In [1]:
import numpy as np
import pandas as pd
import matplotlib.pyplot as plt
import matplotlib.font_manager as fm
import seaborn as sns

# 한글이 깨지는 문제
font_name = fm.FontProperties(fname="C:\\Windows\\Fonts\\malgun.ttf").get_name()
plt.rc("font", family=font_name)

# 한글 적용 후 기호가 미출력
import matplotlib as mlp
mlp.rcParams["axes.unicode_minus"] = False

# 1. XML

- 특징
    - 메타 언어 : GML > SGML > XML
    - 데이터를 위한 언어 : 태그 이름을 마음대로 만들 수 있음
        - HTML : <font color:red>홍길동</font>
        - XML : <name>홍길동</name> 
    - DBMS : 대량 데이터 저장 가능, 삽입삭제수정조회 가능
    - 데이터 표준화 : 이기종 시스템 간의 정보 교환, 웹 서비스, 유비쿼터스, 사물인터넷 등등...
    
- 구성 요소
    - dtd : xml 설계도
    - xml schema : xml 설계도, 복잡함
    - xml
    - xsl, xslt : xml에 디자인 설정, css 같음
    
- https://docs.python.org/3/library/xml.etree.elementtree.html

In [2]:
import xml.etree.ElementTree as et

##### XML api 사용 방법
# 1. xml이 파일로 존재하는 경우 : parse()
# 2. xml이 메모리에 로드된 경우 : fromstring()

## (1) XML 데이터 불러오기

In [4]:
##### xml이 파일로 존재하는 경우

tree1 = et.parse("data/users.xml") # 트리 형태로 저장되어 있음
tree1

<xml.etree.ElementTree.ElementTree at 0x20e5f288730>

In [6]:
##### xml이 이미 메모리에 로드되어 있는 경우

xmlstr = """<?xml version="1.0" encoding="utf-8" ?>
<users>
    <user grade="gold">
            <name>Kim Cheol Soo</name>
            <age>25</age>
            <birthday>19940215</birthday>
    </user>
    <user grade="diamond">
            <name>Kim Yoo Mee</name>
            <age>21</age>
            <birthday>19980417</birthday>
    </user>
</users>
"""

tree2 = et.fromstring(xmlstr)
tree2
# Element : <></> 태그는 하나의 Element이며 노드가 된다.
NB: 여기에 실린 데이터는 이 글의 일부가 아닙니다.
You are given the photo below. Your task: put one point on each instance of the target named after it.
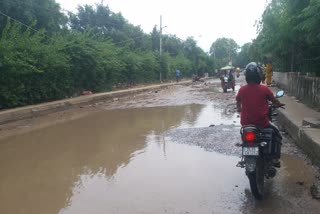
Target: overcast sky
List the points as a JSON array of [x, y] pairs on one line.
[[205, 20]]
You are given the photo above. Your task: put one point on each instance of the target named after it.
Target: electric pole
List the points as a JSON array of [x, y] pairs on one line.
[[160, 47]]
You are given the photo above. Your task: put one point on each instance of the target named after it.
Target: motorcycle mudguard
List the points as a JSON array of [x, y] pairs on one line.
[[250, 163]]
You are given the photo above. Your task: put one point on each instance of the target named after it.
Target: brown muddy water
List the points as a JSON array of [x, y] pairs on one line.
[[126, 161]]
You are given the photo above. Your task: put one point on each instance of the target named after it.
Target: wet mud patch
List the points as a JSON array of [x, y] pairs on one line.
[[221, 138]]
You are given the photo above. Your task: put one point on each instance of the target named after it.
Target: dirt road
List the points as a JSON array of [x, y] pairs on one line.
[[162, 151]]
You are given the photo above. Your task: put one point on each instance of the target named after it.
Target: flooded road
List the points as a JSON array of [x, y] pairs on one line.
[[146, 157]]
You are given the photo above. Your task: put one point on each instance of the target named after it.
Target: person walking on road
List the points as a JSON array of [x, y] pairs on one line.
[[178, 75]]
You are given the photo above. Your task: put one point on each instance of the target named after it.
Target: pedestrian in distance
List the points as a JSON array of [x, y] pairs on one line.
[[178, 73]]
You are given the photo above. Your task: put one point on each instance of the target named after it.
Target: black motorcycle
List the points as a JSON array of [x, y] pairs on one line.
[[260, 147]]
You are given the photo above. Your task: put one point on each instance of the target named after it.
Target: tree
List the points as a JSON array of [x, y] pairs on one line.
[[224, 51]]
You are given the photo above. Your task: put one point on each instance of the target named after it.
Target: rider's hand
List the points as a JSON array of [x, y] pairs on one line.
[[279, 105]]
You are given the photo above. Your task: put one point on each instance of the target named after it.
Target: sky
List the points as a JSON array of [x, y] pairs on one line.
[[204, 20]]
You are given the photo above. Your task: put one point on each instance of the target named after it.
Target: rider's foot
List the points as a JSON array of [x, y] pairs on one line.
[[276, 163]]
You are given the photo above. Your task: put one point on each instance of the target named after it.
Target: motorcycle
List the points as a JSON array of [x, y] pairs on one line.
[[259, 148], [227, 82]]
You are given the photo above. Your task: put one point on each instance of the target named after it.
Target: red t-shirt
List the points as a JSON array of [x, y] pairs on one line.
[[254, 104]]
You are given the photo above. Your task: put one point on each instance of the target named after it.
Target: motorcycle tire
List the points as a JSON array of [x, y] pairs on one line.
[[256, 180]]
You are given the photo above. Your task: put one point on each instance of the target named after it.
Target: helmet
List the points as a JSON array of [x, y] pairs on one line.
[[253, 73]]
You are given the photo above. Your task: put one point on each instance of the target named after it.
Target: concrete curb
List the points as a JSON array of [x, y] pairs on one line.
[[27, 112], [308, 139]]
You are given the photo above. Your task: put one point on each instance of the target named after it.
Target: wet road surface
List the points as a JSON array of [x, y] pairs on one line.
[[152, 154]]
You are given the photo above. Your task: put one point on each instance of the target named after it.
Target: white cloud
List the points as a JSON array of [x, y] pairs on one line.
[[205, 20]]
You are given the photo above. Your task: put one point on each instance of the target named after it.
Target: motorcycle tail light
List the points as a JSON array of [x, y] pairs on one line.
[[249, 137]]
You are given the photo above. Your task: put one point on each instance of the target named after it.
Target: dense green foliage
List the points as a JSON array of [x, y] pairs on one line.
[[289, 36], [46, 55]]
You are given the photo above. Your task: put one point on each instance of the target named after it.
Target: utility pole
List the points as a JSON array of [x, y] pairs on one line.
[[160, 47]]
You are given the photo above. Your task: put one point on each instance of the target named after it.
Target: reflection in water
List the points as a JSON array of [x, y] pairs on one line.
[[209, 114], [39, 169], [187, 180], [119, 162]]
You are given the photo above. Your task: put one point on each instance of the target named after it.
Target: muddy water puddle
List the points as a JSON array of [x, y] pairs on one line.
[[124, 161]]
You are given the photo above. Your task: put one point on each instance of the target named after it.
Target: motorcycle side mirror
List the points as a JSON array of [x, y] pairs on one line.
[[280, 93]]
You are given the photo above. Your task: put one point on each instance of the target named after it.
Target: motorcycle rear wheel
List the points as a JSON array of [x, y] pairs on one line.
[[225, 89], [256, 180]]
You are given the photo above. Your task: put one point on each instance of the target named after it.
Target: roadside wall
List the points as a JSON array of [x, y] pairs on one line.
[[304, 88]]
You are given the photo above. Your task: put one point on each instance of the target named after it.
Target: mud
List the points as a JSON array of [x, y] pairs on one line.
[[166, 151]]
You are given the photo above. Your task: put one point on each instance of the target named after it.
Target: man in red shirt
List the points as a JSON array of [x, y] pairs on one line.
[[252, 99]]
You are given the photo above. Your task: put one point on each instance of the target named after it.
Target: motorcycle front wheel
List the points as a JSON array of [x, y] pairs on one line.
[[256, 180]]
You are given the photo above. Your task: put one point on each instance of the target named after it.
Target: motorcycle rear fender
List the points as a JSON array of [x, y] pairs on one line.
[[250, 163]]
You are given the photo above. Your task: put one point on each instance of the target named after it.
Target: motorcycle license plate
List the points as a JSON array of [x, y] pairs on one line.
[[250, 151]]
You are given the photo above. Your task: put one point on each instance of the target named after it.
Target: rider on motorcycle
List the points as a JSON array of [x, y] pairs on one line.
[[252, 101]]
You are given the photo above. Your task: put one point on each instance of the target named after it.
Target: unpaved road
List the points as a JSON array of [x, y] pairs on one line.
[[153, 152]]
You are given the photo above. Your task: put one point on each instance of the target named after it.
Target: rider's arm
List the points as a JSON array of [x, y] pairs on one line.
[[239, 105], [238, 99]]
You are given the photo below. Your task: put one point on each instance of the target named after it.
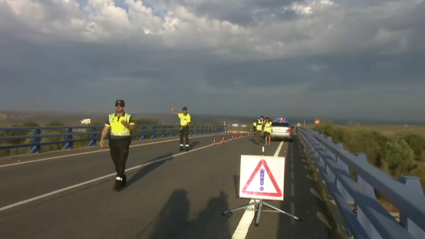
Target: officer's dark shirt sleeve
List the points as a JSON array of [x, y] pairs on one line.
[[107, 122]]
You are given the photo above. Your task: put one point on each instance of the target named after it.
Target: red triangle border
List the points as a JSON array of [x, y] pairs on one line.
[[278, 191]]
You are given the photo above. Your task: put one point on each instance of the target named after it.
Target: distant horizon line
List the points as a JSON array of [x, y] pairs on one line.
[[289, 116]]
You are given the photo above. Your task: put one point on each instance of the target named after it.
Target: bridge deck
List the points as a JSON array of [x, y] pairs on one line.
[[182, 197]]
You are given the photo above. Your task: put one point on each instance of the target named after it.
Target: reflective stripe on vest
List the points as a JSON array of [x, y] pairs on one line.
[[260, 125], [268, 127], [117, 129]]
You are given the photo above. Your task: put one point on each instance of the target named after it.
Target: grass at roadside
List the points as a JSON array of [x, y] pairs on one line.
[[395, 149]]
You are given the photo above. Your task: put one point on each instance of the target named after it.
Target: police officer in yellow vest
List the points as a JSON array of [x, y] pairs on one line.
[[254, 125], [260, 124], [120, 124], [267, 130], [185, 120]]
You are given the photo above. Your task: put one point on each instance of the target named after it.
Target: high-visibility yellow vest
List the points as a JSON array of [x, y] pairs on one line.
[[268, 127], [117, 128], [260, 125], [184, 119]]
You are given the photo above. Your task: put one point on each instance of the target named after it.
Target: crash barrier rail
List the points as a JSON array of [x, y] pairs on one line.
[[36, 137], [355, 198]]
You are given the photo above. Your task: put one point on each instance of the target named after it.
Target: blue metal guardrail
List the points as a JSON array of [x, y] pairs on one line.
[[92, 133], [364, 215]]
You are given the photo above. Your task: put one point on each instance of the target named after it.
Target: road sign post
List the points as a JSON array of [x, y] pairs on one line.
[[261, 178]]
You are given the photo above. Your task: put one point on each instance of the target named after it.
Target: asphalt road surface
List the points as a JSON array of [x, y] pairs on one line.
[[170, 194]]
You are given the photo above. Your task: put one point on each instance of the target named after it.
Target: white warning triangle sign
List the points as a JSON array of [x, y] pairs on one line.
[[262, 182]]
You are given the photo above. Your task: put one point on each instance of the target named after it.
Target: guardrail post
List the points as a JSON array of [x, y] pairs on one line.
[[153, 135], [93, 137], [36, 148], [413, 228], [369, 192], [69, 144], [143, 136], [164, 132], [346, 169]]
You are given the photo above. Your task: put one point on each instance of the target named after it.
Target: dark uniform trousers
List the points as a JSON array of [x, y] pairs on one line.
[[184, 133], [119, 148]]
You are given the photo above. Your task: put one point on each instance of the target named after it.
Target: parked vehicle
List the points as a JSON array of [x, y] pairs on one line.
[[282, 130]]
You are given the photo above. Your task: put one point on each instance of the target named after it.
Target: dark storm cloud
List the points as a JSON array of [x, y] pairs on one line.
[[360, 67]]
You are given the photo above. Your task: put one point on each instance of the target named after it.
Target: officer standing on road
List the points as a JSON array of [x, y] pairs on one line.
[[120, 123], [267, 130], [185, 120], [259, 129]]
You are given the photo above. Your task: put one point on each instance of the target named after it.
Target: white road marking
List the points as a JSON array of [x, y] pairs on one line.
[[100, 178], [246, 220], [92, 152]]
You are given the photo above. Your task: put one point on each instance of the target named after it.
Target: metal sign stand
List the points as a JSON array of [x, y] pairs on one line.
[[259, 207]]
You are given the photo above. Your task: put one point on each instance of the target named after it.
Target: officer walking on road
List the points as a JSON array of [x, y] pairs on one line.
[[267, 130], [120, 124], [185, 120], [259, 129]]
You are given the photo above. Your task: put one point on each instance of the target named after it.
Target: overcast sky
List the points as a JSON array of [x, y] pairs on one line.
[[357, 58]]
<Element 'users' at 0x0000020E5FA64B80>

## (2) XML 데이터 다루기

### 1) 태그명 검색

In [9]:
print(tree1.find("user"))
print(tree1.find("user[1]"))
print(tree1.find("user[2]"))

<Element 'user' at 0x0000020E5F9F34A0>
<Element 'user' at 0x0000020E5F9F34A0>
<Element 'user' at 0x0000020E5F9F3630>


In [21]:
data = tree1.find("user[2]")
print(type(data))
dir(data)

print(data.tag)
print(data.attrib) # 속성
print(data.get("grade"))

print("----------------------------------------------")

username = data.find("name")
print(username.tag)
print(username.attrib) # 속성

print(username.text) # text노드(name의 자식 노드이자 단말테그)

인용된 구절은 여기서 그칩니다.